More than a half-century after the prolific nut-producer became little more than the stuff of holiday songs, Lord is now part of a far-flung network of volunteers working to return the so-called "Redwood of the East" to the forests it once dominated.
The American Chestnut Foundation oversees a tree-breeding program with chapters in 15 Eastern states and is closing in on blight-resistant American chestnut trees it hopes could revive the species.
Unless a new biological invader intervenes, the Bennington, Vt.-based group hopes to begin mass replantings in about a decade in the chestnut's original range from Maine to Mississippi.
Lord, an 86-year-old retired veterinarian from Plum, Pa., said reviving the tree would be a boon not just to people - for its handsome, highly rot-resistant lumber and tasty nuts - but to a wide range of animals.
American chestnuts can grow to 120 feet. One tree in North Carolina had a trunk diameter of 17 1/2 feet.
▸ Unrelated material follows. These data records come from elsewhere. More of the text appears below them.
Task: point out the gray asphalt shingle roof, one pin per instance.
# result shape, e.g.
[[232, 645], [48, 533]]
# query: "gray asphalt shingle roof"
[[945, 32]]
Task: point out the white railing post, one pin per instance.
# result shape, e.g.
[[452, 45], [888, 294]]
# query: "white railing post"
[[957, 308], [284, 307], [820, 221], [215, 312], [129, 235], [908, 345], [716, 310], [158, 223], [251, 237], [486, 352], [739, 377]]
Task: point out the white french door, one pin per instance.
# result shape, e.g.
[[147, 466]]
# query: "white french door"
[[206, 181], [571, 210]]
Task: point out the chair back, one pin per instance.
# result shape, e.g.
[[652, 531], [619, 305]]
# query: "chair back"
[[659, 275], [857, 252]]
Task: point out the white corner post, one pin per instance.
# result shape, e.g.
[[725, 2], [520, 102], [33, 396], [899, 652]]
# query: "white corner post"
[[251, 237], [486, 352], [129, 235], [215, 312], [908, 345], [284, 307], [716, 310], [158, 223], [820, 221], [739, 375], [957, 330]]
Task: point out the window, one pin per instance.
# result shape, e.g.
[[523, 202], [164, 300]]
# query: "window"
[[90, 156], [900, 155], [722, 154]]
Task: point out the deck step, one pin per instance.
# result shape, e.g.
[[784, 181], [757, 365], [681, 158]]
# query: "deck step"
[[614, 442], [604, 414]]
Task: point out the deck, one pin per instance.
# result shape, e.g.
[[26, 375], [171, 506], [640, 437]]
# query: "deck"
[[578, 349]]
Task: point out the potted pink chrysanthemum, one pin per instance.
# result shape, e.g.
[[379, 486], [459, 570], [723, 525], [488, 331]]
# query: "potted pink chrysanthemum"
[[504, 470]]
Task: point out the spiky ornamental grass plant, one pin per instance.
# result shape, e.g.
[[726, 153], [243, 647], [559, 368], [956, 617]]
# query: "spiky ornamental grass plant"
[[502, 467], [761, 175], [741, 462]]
The fungus that attacked the American chestnut likely arrived on imported Asian chestnut trees. It first was detected in 1904 in trees in New York City, and by 1950 some 3.5 billion trees - about 90 percent of the species - had died.
The American Chestnut Foundation began a tree-breeding campaign in the late 1980s in a quest for trees that could ward off the fungus.
Marshal Case, the American Chestnut Foundation's president and chief executive, said the program has produced trees with 94 percent American chestnut DNA, and 6 percent of the Chinese tree's genes. Those trees are now being bred to select the ones with the highest resistance to the fungus. Each state chapter is producing versions best suited for its region.